The Cursed Child
ブレイブアーニムル2話「The Cursed Child」
うだるような暑さ、現実世界の日本はそんな季節だった。しかしこちらの世界はどうだろうか。蕩けるような熱さ。一日中稼働する冷房に感謝の意を表したい気分だ。
「あぢいいいいい……」
「ねえ、取り敢えずお城から出たはいいけど、僕たち今どこに向かっているの?」
ひたすらに流れ出づる汗をだらだらと垂らしながらケイトが問う。
「デザトニアン公国。

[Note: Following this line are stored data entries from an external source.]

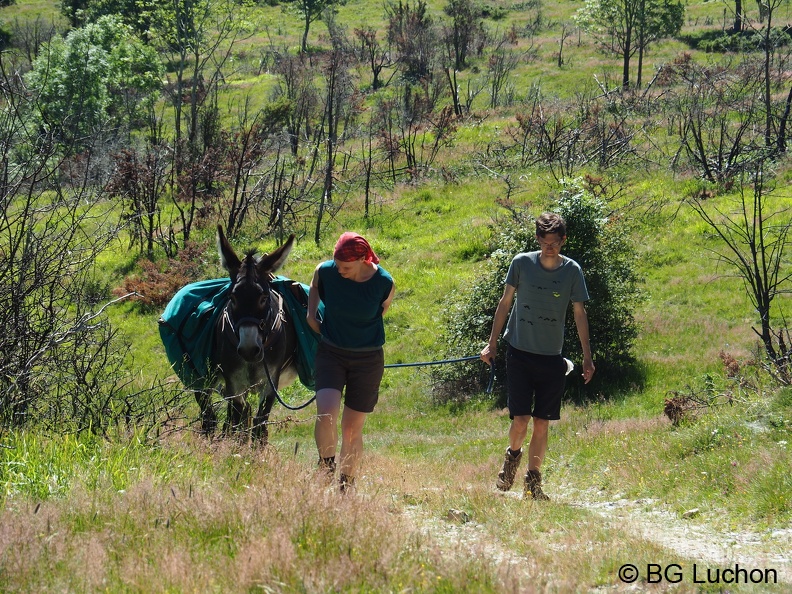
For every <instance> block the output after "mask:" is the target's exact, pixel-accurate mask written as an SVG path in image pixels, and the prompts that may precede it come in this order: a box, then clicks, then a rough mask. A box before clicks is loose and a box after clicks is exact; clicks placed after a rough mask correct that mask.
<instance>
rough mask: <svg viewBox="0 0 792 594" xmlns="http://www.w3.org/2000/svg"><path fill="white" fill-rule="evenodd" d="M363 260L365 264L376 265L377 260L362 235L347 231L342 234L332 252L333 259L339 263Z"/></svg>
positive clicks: (352, 261)
mask: <svg viewBox="0 0 792 594" xmlns="http://www.w3.org/2000/svg"><path fill="white" fill-rule="evenodd" d="M360 258H363V259H364V260H365V261H366V262H368V263H372V264H377V263H379V258H378V257H377V254H375V253H374V250H372V249H371V246H370V245H369V243H368V241H366V240H365V239H364V238H363V236H362V235H358V234H357V233H353V232H351V231H347V232H346V233H342V234H341V237H339V238H338V241H337V242H336V245H335V249H334V250H333V259H334V260H338V261H340V262H354V261H355V260H359V259H360Z"/></svg>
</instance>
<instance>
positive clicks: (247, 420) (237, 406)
mask: <svg viewBox="0 0 792 594" xmlns="http://www.w3.org/2000/svg"><path fill="white" fill-rule="evenodd" d="M235 380H236V381H235ZM223 396H224V398H225V399H226V401H227V402H228V414H227V415H226V421H225V424H224V425H223V431H224V432H225V433H232V432H235V431H247V430H248V429H250V414H251V411H250V404H249V403H248V401H247V386H245V385H244V381H239V378H236V377H233V376H232V377H229V378H227V381H226V385H225V388H224V390H223Z"/></svg>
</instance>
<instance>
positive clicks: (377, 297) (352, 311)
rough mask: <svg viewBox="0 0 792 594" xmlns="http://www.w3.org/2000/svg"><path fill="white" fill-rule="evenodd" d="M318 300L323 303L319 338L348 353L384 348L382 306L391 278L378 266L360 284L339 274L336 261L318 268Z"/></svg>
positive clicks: (379, 266) (392, 281)
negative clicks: (364, 350)
mask: <svg viewBox="0 0 792 594" xmlns="http://www.w3.org/2000/svg"><path fill="white" fill-rule="evenodd" d="M318 272H319V297H320V298H321V299H322V302H323V303H324V316H323V318H322V338H323V339H324V340H325V341H326V342H329V343H330V344H332V345H334V346H337V347H340V348H343V349H349V350H374V349H378V348H380V347H381V346H382V345H383V344H385V325H384V324H383V321H382V303H383V302H384V301H385V300H386V299H387V298H388V296H389V295H390V292H391V289H392V288H393V278H392V277H391V275H390V274H388V272H387V271H386V270H385V269H384V268H382V267H381V266H378V267H377V271H376V272H375V273H374V276H372V277H371V278H370V279H368V280H367V281H365V282H362V283H359V282H356V281H353V280H350V279H348V278H344V277H343V276H341V275H340V274H339V273H338V268H337V267H336V265H335V261H333V260H329V261H328V262H323V263H322V264H320V265H319V269H318Z"/></svg>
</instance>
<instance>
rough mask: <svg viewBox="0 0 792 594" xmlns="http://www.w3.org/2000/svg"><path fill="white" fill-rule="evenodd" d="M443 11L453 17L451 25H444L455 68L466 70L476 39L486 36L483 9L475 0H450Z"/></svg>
mask: <svg viewBox="0 0 792 594" xmlns="http://www.w3.org/2000/svg"><path fill="white" fill-rule="evenodd" d="M443 12H445V13H446V14H447V15H448V16H449V17H451V25H450V26H445V27H444V32H443V39H444V43H445V45H446V46H447V47H448V48H449V49H450V53H451V54H452V55H453V57H454V66H453V67H454V69H455V70H464V69H465V68H466V67H467V57H468V52H469V51H470V50H471V48H472V47H473V46H474V43H475V41H476V39H477V38H480V37H483V36H486V34H485V32H484V23H483V10H482V8H481V6H479V5H478V4H477V3H476V2H475V1H474V0H448V4H446V5H445V7H443Z"/></svg>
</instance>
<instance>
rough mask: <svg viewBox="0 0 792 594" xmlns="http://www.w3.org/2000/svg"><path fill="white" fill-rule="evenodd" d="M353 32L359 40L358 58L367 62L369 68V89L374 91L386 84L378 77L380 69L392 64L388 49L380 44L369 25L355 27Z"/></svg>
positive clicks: (376, 36) (381, 74) (361, 61)
mask: <svg viewBox="0 0 792 594" xmlns="http://www.w3.org/2000/svg"><path fill="white" fill-rule="evenodd" d="M354 34H355V37H356V38H357V40H358V41H359V42H360V47H359V49H358V50H357V54H358V59H359V60H360V61H361V62H365V63H366V64H368V67H369V69H370V70H371V90H372V91H376V90H377V89H379V88H381V87H384V86H385V85H386V84H387V81H383V80H382V79H381V78H380V77H381V75H382V71H383V70H384V69H385V68H387V67H389V66H391V64H392V62H391V57H390V51H388V49H387V48H385V47H383V46H382V45H381V44H380V42H379V41H378V40H377V32H376V30H374V29H373V28H371V27H369V28H366V29H355V31H354Z"/></svg>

エヴィタナトゥラ王国の隣国でね。砂漠の中の巨大なオアシスを恵みに栄えた潤いの国よ。うちの国とも交流が深いからね。大公に謁見してお話を伺おうと思って」
と、チヒロ。彼女もまた同様に汗を垂らしながらひたすら歩く。
「あぢいいいいい……」
「公国……っていうと、貴族を国のリーダーとして国営している国のことだよね。オアシスを恵みに栄えた国っていうのは古代オリエントに似ているかも」
ケイトは体験したことのないような暑さよりも、生まれ持った知的好奇心の方が勝っているようだ。元気はつらつとした目は寧ろ輝いて見える。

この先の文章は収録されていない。